The ROC curve satisfies:¶

  1. Always starts at the point (0, 0).
  2. Always ends at the point (1, 1).
  3. Is monotonically increasing (always moves laterally or upward).
  4. A uniformly better ROC curve lies entirely above a worse ROC curve.
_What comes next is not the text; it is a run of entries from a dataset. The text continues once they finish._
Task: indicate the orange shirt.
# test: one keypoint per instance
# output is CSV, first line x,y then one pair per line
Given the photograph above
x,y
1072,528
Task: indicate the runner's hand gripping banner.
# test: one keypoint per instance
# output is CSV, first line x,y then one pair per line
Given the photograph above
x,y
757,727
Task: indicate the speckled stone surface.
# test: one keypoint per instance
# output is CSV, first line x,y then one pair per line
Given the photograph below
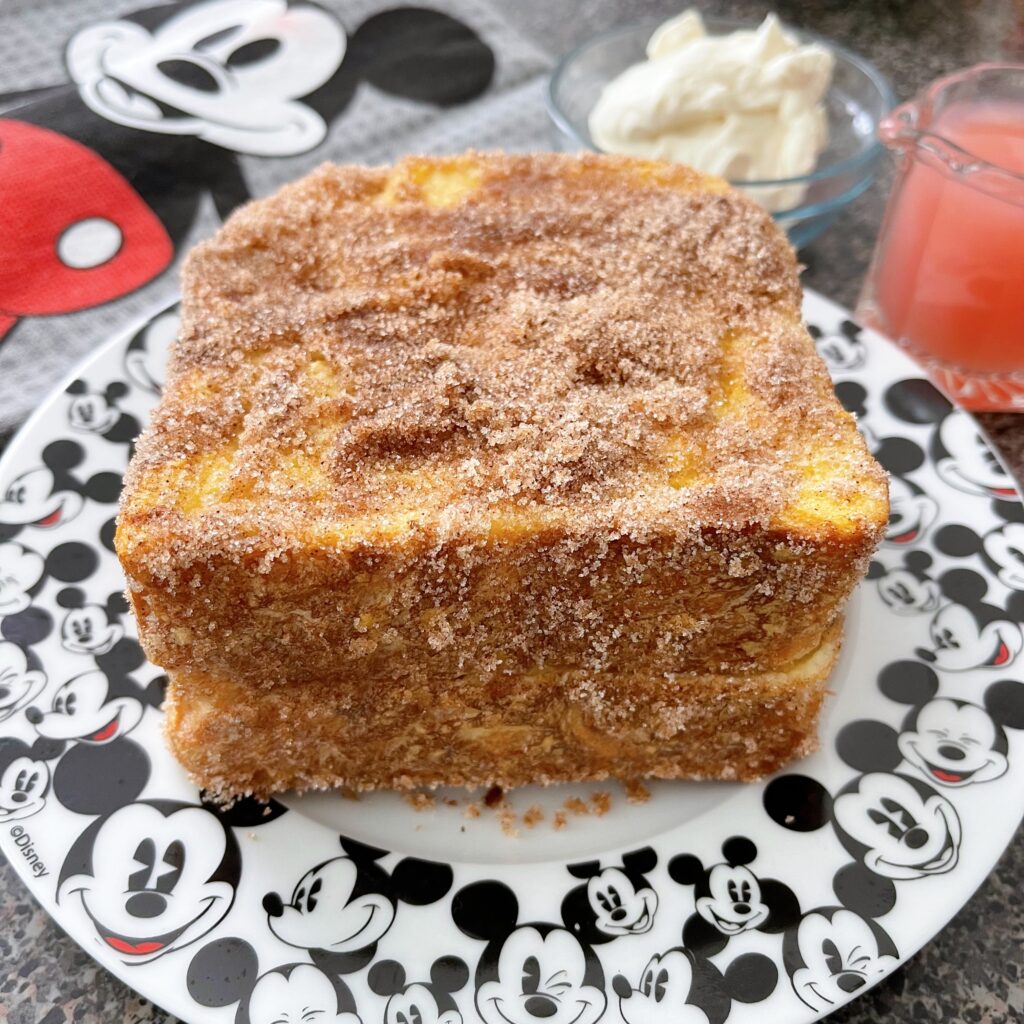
x,y
972,972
T
  5. Is always worse than the theoretical limt of the ROC curve, the upper part of the box at the points (0, 0), (0, 1), (1, 1).
  6. If the prediction value is a random uniform number indpendent of the gold standard, the ROC curve is the identity line from (0, 0) to (1, 1).
  7. The ROC curve is invariant to strictly increasing monotonic transformations of the predictor.
  8. The ROC curve is an identity line whenever the prediction is independent of the gold standard provided the prediction is continuous.
  9. The ROC curve for a prediction as a test for one minus the golad standard flips the ROC curve over the identity line.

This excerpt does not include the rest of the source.